Andrew Drinkwater

A few weeks ago I put myself in the hot seat and presented Plaid Analytics pitch to about 80 founders and venture catalyst Diraj Perkash Goel. The idea was to learn from the experience of Diraj and others in the audience, while being a little bit vulnerable and talking about areas where we think we could stand to improve at Plaid. 

I’ve been reflecting on the experience, and I’m glad I participated. Here’s why:

🟣 Learning from others.

I got complimented for having a great pitch, but I also learned that I could tighten up some of my key messaging around the work plaid is doing in enrolment planning really and truly matters for leadership in universities and colleges. 

🟣 Get out of the higher education bubble.

Within Canadian higher education, everyone has heard about the international study permit changes. In the tech community, many have but they are less familiar with the impacts, such as a $4B projected budget hole on the horizon. Taking the time to explain things to an audience who isn’t in this world every day has helped me think through the core message and simplify the things that just don’t matter. 

🟣 Learning from investors.

As a bootstrapped company, this is rare for us. I’ve long followed Diraj’s work and have been struck by his willingness to dig into issues collaboratively, ask questions, and provide ideas that hadn’t been previously considered. I like how he can surface a parallel example from another industry that is really helpful. It reminds me of the start of my analytics career and applying lessons learned about Tableau at UPS in shipping to problems in higher education. The industry may be different, but we can learn from each other. 

🟣 Networking.

I met others who either work in or aspire to work in the education space. Some had been education agents, some dreamed of starting an edtech, some worked for big consulting firms. But all had interesting questions and shared their own experiences, which helped me learn about more sides of the market we all serve. 

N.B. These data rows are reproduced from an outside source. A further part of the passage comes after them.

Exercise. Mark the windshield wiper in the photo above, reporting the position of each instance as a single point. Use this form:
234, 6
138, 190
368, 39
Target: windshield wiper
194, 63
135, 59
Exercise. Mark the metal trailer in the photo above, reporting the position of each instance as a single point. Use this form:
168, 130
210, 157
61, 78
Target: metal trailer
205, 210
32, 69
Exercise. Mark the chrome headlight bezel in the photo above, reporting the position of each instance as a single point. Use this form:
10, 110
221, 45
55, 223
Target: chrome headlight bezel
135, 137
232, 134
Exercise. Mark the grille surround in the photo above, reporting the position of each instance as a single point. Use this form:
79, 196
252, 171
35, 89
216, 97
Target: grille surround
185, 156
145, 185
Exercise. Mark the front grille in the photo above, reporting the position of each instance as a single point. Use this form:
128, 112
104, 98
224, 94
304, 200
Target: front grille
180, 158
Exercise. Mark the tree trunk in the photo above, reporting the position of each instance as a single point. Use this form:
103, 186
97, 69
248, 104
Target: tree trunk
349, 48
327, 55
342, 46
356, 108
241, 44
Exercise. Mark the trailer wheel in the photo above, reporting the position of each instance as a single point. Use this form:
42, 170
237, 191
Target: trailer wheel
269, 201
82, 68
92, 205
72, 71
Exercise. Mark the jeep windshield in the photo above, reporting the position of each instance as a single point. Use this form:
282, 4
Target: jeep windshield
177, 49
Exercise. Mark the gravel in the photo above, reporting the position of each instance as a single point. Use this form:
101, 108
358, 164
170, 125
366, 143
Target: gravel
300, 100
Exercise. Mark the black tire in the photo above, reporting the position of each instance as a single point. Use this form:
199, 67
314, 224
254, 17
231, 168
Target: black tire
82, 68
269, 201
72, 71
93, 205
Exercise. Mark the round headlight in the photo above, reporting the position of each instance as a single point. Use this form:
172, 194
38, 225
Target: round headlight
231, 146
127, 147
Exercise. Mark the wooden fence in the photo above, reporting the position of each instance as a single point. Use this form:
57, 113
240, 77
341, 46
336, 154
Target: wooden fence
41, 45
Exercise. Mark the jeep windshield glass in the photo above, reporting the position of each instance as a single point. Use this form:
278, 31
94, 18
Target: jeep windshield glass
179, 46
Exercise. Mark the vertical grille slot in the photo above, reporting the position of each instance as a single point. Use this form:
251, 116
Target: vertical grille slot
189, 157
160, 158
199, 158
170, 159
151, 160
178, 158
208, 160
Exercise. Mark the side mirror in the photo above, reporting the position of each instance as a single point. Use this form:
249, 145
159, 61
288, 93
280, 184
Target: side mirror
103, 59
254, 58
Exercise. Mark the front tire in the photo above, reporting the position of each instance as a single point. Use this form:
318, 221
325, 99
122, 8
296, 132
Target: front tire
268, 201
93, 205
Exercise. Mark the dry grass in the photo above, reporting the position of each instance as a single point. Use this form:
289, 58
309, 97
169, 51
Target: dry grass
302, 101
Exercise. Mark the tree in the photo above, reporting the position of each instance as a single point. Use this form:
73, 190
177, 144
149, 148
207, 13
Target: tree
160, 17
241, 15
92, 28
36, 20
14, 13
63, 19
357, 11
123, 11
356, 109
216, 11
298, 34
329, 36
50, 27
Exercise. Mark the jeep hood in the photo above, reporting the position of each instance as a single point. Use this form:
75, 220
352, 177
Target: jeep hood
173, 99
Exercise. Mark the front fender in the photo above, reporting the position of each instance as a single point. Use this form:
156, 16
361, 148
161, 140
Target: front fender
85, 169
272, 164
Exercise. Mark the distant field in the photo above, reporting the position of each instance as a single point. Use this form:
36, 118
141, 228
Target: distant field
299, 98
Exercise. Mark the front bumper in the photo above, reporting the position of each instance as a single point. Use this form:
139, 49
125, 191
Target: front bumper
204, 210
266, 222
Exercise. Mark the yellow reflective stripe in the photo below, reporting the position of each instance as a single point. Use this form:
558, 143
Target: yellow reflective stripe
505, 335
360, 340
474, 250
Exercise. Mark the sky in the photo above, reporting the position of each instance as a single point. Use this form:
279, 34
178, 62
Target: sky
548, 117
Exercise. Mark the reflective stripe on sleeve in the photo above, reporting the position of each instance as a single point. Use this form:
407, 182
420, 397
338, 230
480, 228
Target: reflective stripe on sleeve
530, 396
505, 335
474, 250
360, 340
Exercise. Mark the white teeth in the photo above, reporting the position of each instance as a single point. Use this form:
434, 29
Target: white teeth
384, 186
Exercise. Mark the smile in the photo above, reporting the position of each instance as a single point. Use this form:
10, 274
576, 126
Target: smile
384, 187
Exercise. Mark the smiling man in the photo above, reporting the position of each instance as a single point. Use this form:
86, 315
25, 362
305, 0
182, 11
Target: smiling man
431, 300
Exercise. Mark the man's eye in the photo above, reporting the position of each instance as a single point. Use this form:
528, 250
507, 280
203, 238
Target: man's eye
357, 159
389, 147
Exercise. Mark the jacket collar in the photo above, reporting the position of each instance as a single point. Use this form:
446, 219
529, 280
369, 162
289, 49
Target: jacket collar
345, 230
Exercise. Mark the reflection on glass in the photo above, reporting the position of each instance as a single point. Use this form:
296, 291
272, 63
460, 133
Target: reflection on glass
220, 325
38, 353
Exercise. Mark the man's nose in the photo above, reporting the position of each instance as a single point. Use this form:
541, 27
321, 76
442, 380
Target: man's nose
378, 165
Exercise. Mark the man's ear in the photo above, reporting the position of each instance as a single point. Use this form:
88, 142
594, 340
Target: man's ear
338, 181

It wasn’t without challenges. I was a bit nervous - I haven’t presented to a live audience that big since I was a student recruiter. Issues with the microphone that alternated me between sounding like Barry White and Mickey Mouse sometimes distracted me. I wondered how my pitch would sound compared to other professional entrepreneurs. But I practiced, thought about the things I really wanted to mention, and went up there to talk about our vision and dreams and why those mattered enough that we all left good jobs in universities and colleges to pursue helping make enrolment planning faster, more transparent, and more accurate than what is done today. 

I’m grateful to our hosts at Convergence, the Vancouver Tech Journal, and GetFresh Ventures for putting on a great event. 

If you’re on the fence about participating, I’d encourage you to give it a go. I really enjoyed it and hope I can join again and give back to other founders in the hot seat.